JPMorgan Chase, Goldman Sachs and a group of real estate investors “are set to take a stake in Mall of America, the largest shopping center in the U.S., after its owner defaulted on another multibillion-dollar development in New Jersey. The banks were in the final stages of securing a minority interest in the Minnesota mall and have been in negotiations with its owner Triple Five Group, its lawyers and a consortium of other lenders.”

One job too many

Deutsche Bank CEO Christian Sewing “will give up direct oversight of the bank’s all-important investment bank, caving in to concerns from regulators over the chief executive’s excessive workload and potential conflicts of interest. Germany's largest lender will announce the change before its annual shareholder meeting on May 27, part of a wider reshuffle of its management board which is poised to be unveiled over the coming two months.”

Fraud in the U.K.

Online fraudsters “using fake texts about Covid-19 vaccines, lockdown fines and missed parcel deliveries” scammed U.K. consumers out of a record £479 million last year. “Investment scams made up the highest proportion of authorized fraud losses, with more than £135 million lost to increasingly sophisticated deceptions often involving cloned websites of investment providers and private banks. Last year also saw increased prevalence of cryptocurrency scams.”

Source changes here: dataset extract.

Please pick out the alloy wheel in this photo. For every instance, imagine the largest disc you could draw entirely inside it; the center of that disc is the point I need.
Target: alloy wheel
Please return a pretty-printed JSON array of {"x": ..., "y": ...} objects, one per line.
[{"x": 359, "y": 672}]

On the positive side, “banks and finance providers were able to return 43% (£206.9 million) of authorized fraud losses to victims — over three-quarters more than the sum returned in 2019, the year a voluntary industry code on reimbursement was introduced.”

Elsewhere

Stress bonus

While Goldman Sachs has promised to give its overworked junior investment bankers Saturdays off, Credit Suisse is giving “more junior members of its capital markets and deal businesses a $20,000 ‘lifestyle’ allowance as it tries to maintain morale among staff feeling the strain from heavy workloads and remote working,” Reuters reported. Switzerland’s second-largest bank “is to award the extra cash to staff at the vice president level or lower, on top of pay rises being given to everyone with a director title or below.”

“Credit Suisse’s Capital Markets & Advisory management recognizes and wants to reward the efforts of our people who have not only managed to support our clients through unprecedented deal volume, but also increased our share of the market,” the bank said.

Quotable

The banking system continues to be a source of strength, and returning to our normal framework after this year’s stress test will preserve that strength.” — Randal Quarles, the Fed’s vice chairman of supervision, announcing that the Fed will lift restrictions on bank dividends and buybacks if they pass the next round of stress tests.